According to the airline’s CEO, six of airBaltic’s Airbus A220 aircraft are grounded owing to a lack of spare components.
There are 36 Airbus A220-300 aircraft in the Latvian carrier’s fleet, but not all of them are now operational, Martin Gauss said in a message to customers apologizing for recent delays.
“Currently, global supply chain issues are forcing six of our aircraft to remain on the ground because we are missing spare parts for regular maintenance work,” Gauss explained. Some of the grounded aircraft has been out of action for six months, which he described as “very uncommon”.
The need for spare airplane parts has increased in 2022 due to an uptick in air traffic, but problems with the supply chain are preventing plans to increase production, according to French aerospace company Safran in its first-half financial report on July 28, 2022.
“Frankly speaking, I think the supply chain issues are going to last probably until 2023, maybe the end of 2023,” chief executive Olivier Andriès told analysts.

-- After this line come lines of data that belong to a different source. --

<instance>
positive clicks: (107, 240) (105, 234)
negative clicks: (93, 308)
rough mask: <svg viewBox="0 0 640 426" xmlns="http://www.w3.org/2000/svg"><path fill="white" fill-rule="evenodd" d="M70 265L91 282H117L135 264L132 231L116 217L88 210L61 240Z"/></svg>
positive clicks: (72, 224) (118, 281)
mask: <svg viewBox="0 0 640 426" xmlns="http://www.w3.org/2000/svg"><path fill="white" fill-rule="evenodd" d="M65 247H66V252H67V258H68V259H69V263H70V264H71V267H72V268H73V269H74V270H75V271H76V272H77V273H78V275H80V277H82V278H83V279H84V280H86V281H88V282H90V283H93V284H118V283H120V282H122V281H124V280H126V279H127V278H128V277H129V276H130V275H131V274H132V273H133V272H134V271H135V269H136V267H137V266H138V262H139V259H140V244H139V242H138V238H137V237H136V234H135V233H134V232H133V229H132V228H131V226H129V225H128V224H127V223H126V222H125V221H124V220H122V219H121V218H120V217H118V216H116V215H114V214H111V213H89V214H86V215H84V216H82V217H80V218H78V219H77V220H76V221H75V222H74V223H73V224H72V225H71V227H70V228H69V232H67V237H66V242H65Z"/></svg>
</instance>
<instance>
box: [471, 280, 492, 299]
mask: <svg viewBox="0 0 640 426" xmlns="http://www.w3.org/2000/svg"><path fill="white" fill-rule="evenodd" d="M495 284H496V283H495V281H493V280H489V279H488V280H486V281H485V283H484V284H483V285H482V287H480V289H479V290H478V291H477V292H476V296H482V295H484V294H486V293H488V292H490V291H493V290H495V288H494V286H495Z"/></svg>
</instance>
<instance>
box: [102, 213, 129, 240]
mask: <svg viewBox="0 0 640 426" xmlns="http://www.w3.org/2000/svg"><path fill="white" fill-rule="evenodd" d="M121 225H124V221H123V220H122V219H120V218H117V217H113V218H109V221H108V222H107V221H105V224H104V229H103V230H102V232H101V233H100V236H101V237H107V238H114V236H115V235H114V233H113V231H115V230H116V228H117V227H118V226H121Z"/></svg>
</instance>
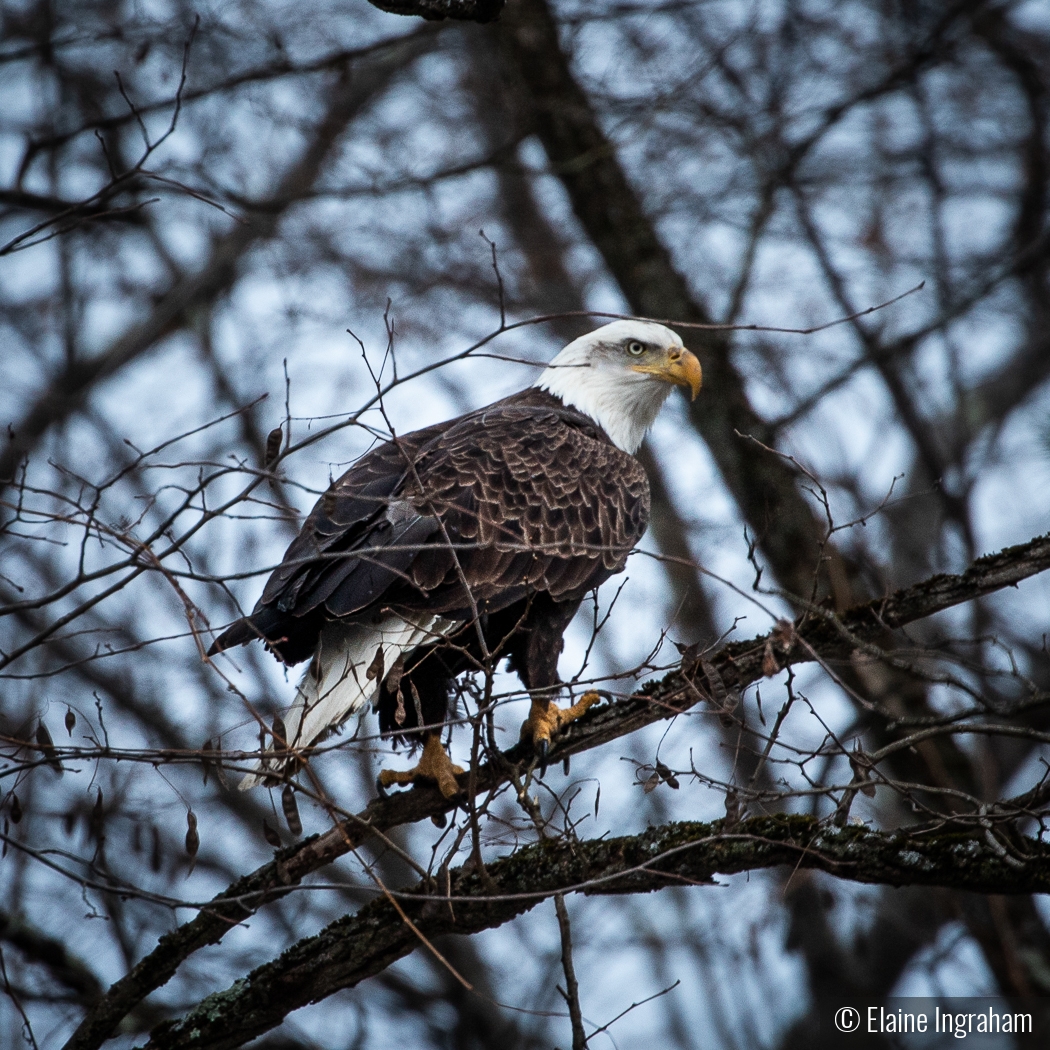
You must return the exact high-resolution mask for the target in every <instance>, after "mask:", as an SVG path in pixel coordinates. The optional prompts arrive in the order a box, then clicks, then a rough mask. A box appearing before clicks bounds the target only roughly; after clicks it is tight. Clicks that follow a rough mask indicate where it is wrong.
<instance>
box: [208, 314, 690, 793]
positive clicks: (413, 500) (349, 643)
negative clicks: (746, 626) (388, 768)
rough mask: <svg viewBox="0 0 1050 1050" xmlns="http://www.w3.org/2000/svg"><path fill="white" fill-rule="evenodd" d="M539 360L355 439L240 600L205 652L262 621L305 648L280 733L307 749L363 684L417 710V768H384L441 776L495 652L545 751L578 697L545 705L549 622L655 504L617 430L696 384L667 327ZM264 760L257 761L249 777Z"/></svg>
mask: <svg viewBox="0 0 1050 1050" xmlns="http://www.w3.org/2000/svg"><path fill="white" fill-rule="evenodd" d="M563 360H565V361H566V363H565V364H560V363H559V362H560V361H563ZM559 370H560V371H559ZM544 377H546V379H545V378H544ZM544 377H541V380H542V382H541V385H540V386H532V387H529V388H528V390H525V391H522V392H521V393H519V394H514V395H512V396H511V397H508V398H504V399H503V400H502V401H497V402H496V403H495V404H491V405H488V406H487V407H484V408H479V409H478V411H476V412H471V413H468V414H466V415H464V416H461V417H460V418H459V419H455V420H451V421H449V422H445V423H440V424H438V425H436V426H430V427H427V428H425V429H422V430H417V432H415V433H413V434H408V435H406V436H404V437H400V438H397V439H396V440H394V441H390V442H386V443H384V444H382V445H379V446H378V447H376V448H374V449H373V450H372V451H370V453H367V454H366V455H365V456H363V457H362V458H361V459H360V460H359V461H358V462H357V463H355V464H354V466H353V467H351V468H350V469H349V470H348V471H346V472H345V474H344V475H343V476H342V477H341V478H339V479H338V481H336V482H335V483H334V484H333V485H332V486H331V487H330V488H329V489H328V491H327V492H325V493H324V495H323V496H322V497H321V499H320V500H319V501H318V502H317V505H316V506H315V507H314V509H313V510H312V511H311V513H310V516H309V518H308V519H307V521H306V523H304V525H303V527H302V530H301V532H300V533H299V535H298V537H296V539H295V540H294V541H293V542H292V544H291V546H290V547H289V548H288V551H287V552H286V554H285V559H283V561H282V562H281V564H280V565H279V566H278V567H277V568H276V569H275V570H274V572H273V574H272V575H271V576H270V580H269V582H268V583H267V585H266V588H265V590H264V592H262V596H261V597H260V598H259V601H258V603H257V604H256V606H255V608H254V610H253V611H252V613H251V615H250V616H246V617H244V618H243V619H240V621H238V622H237V623H235V624H234V625H232V626H231V627H230V628H229V629H228V630H227V631H225V632H224V633H223V634H222V635H220V636H219V637H218V638H217V639H216V640H215V644H214V645H213V646H212V648H211V650H210V653H211V654H214V653H216V652H219V651H222V650H224V649H228V648H230V647H231V646H234V645H244V644H246V643H249V642H252V640H254V639H261V640H264V642H265V643H266V644H267V645H268V647H269V648H270V649H271V650H272V651H273V652H274V653H275V654H276V655H277V656H278V657H279V658H280V659H281V660H283V661H285V663H286V664H297V663H300V661H302V660H306V659H311V664H310V668H309V670H308V672H307V674H306V675H304V676H303V679H302V682H301V684H300V686H299V689H298V695H297V697H296V701H295V703H294V705H293V707H292V709H291V710H290V711H289V713H288V718H287V719H286V726H287V731H288V740H287V741H286V743H287V745H289V747H291V748H294V749H301V748H306V747H310V745H311V744H313V743H314V742H316V741H317V740H318V739H319V738H320V737H321V736H322V735H323V734H324V733H325V732H328V731H329V729H330V728H331V727H333V726H337V724H339V722H341V721H342V720H343V719H344V718H346V717H348V716H349V715H350V714H351V713H352V712H354V711H357V710H359V709H360V708H362V707H363V706H364V705H366V703H367V702H369V701H372V702H373V703H374V705H375V706H376V707H377V708H378V710H379V720H380V728H381V729H382V730H383V731H384V732H390V733H393V734H394V735H395V736H396V737H398V738H401V737H404V736H405V735H407V736H409V737H411V738H414V739H418V736H417V731H419V730H421V729H422V728H424V727H426V728H428V730H427V732H426V734H424V735H425V736H426V740H427V742H426V748H425V749H424V760H423V761H422V762H421V763H420V766H419V768H418V769H417V771H409V774H388V773H384V774H383V777H385V778H386V779H385V780H384V781H383V782H384V783H390V782H406V781H405V779H404V778H405V777H409V778H411V776H413V775H416V774H417V773H418V774H419V775H422V776H427V777H434V778H436V779H438V781H439V784H440V785H441V790H442V791H443V792H445V793H446V794H449V793H455V791H456V786H455V777H454V772H453V766H451V765H450V762H449V761H448V758H447V756H445V755H444V753H443V752H441V749H440V745H439V744H438V743H437V737H436V730H435V728H436V727H440V724H441V723H442V722H444V721H445V719H446V716H447V706H448V697H449V692H450V686H451V682H453V680H454V678H455V677H456V676H457V675H459V674H461V673H462V672H463V671H465V670H468V669H476V670H480V669H482V668H483V667H484V666H485V665H486V663H488V665H489V666H491V664H492V661H493V660H500V659H503V658H506V659H507V660H508V665H509V667H510V668H511V669H512V670H513V671H516V672H517V673H518V675H519V676H520V677H521V679H522V682H523V684H524V685H525V687H526V689H528V690H529V691H530V692H531V693H532V694H533V701H534V702H533V715H532V716H530V721H529V722H527V723H526V724H527V727H529V728H528V729H527V730H526V732H527V733H529V734H531V736H532V739H533V741H534V742H535V743H537V745H538V747H540V748H541V750H543V748H545V747H546V743H547V741H549V738H550V734H551V733H552V732H556V731H558V729H559V728H560V727H561V726H563V724H565V723H566V722H567V721H568V720H570V719H571V718H573V717H576V716H577V715H579V713H580V710H582V709H580V706H576V708H573V709H570V712H569V713H566V712H561V713H560V709H558V708H556V707H555V705H554V703H553V692H554V691H555V690H554V689H552V687H556V685H558V684H559V678H558V658H559V655H560V653H561V651H562V644H563V643H562V635H563V634H564V632H565V629H566V627H567V626H568V624H569V622H570V621H571V618H572V616H573V615H574V614H575V612H576V609H577V608H579V606H580V603H581V601H582V600H583V597H584V596H585V595H586V594H587V593H588V592H589V591H591V590H593V589H594V588H596V587H598V586H600V585H601V584H602V583H604V582H605V581H606V580H607V579H608V577H609V576H611V575H612V574H613V573H615V572H619V571H622V570H623V568H624V566H625V564H626V562H627V558H628V555H629V554H630V552H631V549H632V548H633V547H634V545H635V544H636V543H637V542H638V540H639V539H640V538H642V535H643V533H644V532H645V529H646V525H647V524H648V520H649V483H648V480H647V479H646V476H645V471H644V470H643V469H642V466H640V464H639V463H638V462H637V460H635V459H634V457H633V456H632V455H630V454H629V453H628V451H625V450H624V447H621V446H622V445H623V446H625V447H628V448H631V447H634V446H635V445H636V443H637V442H638V441H640V439H642V436H643V435H644V434H645V430H646V429H647V428H648V426H649V425H650V423H651V422H652V419H653V418H654V417H655V414H656V412H657V411H658V408H659V405H660V404H661V403H663V401H664V399H665V398H666V397H667V393H668V391H669V390H670V384H674V383H678V384H686V385H690V386H692V387H693V390H694V393H695V390H696V388H697V387H698V384H699V364H698V363H697V362H696V359H695V357H693V355H691V354H689V352H688V351H686V350H685V349H684V348H682V346H681V340H680V339H678V337H677V336H676V335H674V333H672V332H670V331H669V330H667V329H664V328H661V327H659V325H655V324H646V323H638V322H616V323H614V324H611V325H606V327H605V328H604V329H600V330H598V331H597V332H595V333H591V335H590V336H587V337H584V338H583V339H581V340H577V341H576V342H574V343H571V344H570V345H569V346H568V348H566V349H565V350H564V351H563V352H562V354H561V355H560V356H559V358H555V361H554V362H552V363H551V366H549V367H548V369H547V371H546V372H545V373H544ZM545 383H546V384H547V386H548V388H543V387H544V384H545ZM555 386H556V387H564V391H565V393H564V394H563V393H562V392H561V390H559V391H556V392H555V391H554V390H553V387H555ZM576 401H579V402H580V403H581V405H582V407H573V406H572V404H574V403H576ZM598 420H601V421H602V422H601V423H600V422H598ZM607 421H608V422H607ZM606 425H607V426H609V428H610V429H609V432H608V433H607V430H606V429H605V428H603V427H604V426H606ZM610 435H612V436H610ZM614 438H615V440H614ZM594 695H595V696H596V694H594ZM588 702H592V700H588ZM577 709H579V710H577ZM277 742H278V744H280V741H277ZM281 750H282V748H281ZM438 766H440V769H438ZM274 771H275V768H274V766H273V765H272V764H267V760H266V759H265V760H264V766H262V772H261V774H260V775H251V776H249V777H248V778H246V782H245V784H243V786H250V785H251V784H253V783H256V782H259V781H260V779H265V778H266V776H267V775H268V774H270V773H273V772H274ZM276 772H278V773H283V772H287V765H286V766H283V768H278V769H276Z"/></svg>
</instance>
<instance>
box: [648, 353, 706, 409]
mask: <svg viewBox="0 0 1050 1050" xmlns="http://www.w3.org/2000/svg"><path fill="white" fill-rule="evenodd" d="M631 367H632V369H633V370H634V371H635V372H645V373H648V374H649V375H651V376H656V378H657V379H663V380H664V381H665V382H669V383H674V384H675V385H676V386H688V387H689V390H690V392H691V393H692V397H691V398H690V400H692V401H695V400H696V395H697V394H699V393H700V383H701V381H702V379H703V373H702V372H701V371H700V362H699V361H698V360H697V359H696V355H695V354H692V353H690V352H689V351H688V350H686V349H685V348H684V346H672V348H671V350H669V351H668V352H667V353H666V354H665V355H664V358H663V360H659V361H654V362H652V363H646V364H632V365H631Z"/></svg>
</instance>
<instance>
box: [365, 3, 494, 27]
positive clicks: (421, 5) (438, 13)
mask: <svg viewBox="0 0 1050 1050" xmlns="http://www.w3.org/2000/svg"><path fill="white" fill-rule="evenodd" d="M369 3H371V4H372V6H373V7H378V8H379V9H380V10H385V12H388V13H390V14H391V15H409V16H415V17H417V18H425V19H427V21H433V22H440V21H442V20H443V19H446V18H450V19H455V20H456V21H459V22H493V21H496V19H498V18H499V17H500V12H501V10H503V5H504V4H505V3H506V0H369Z"/></svg>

AirBaltic is consequently wet leasing aircraft from other airlines, such as Ukrainian flag carrier UIA, to make up for the grounded aircraft.
Gauss added that airBaltic’s delays were caused by a lack of employees at significant European airports. While Riga and other Baltic airports have adequate staffing, which allows airBaltic aircraft to take off on time in the morning, delays occur elsewhere in Europe.
“The reasons are simple: airports do not have enough staff to load baggage or work at the gates and security controls,” Gauss said. “For us, this means that, although we fly with you to these airports on time in the morning, our return flights are delayed, which leads to delays for subsequent flights as well.”
Gauss said a return to normal operations was not far off. “When summer is over and we will have reduced our flight program for the winter season, European airports should be able to handle the situation better.”